Thatched houses have existed in Japan for at least 5,000 years, but today they’re found only in a handful of villages across the country. As a young man, Haruo Nishio, now 51, moved to rural Miyama in the mountains north of Kyoto to become a thatcher. Against all odds, he mastered this ancient craft and launched his own business, Miyama Futon & Breakfast, renting traditional rural homes and sharing his devotion to thatched houses. His book, “Why I Became a Thatcher,” is available on Amazon.

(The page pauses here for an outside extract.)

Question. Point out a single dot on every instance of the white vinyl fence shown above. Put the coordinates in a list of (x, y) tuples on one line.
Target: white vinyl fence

1. When did you move to Miyama?In 1994, after graduating from university in Kyoto, I moved to Miyama to apprentice as a thatcher. When I was a student, I couldn’t imagine myself wearing a suit and belonging to a company. I had a vague idea that I wanted to live in the countryside and work with my hands. I had no money, no special abilities; only motivation and physical strength. I (saw) an article on apprenticeships for thatchers. (It) said that in Miyama there were only two craftsmen, in their 60s, who didn’t have any successors. I instantly decided to go.

2. Did your family support your decision? No one agreed with me. My friends and relatives all said, “Are you stupid? Thatching is going to disappear, why would you choose this career after graduating from university?” My father got me a job offer from an insurance company, but I turned it down and came to Miyama instead.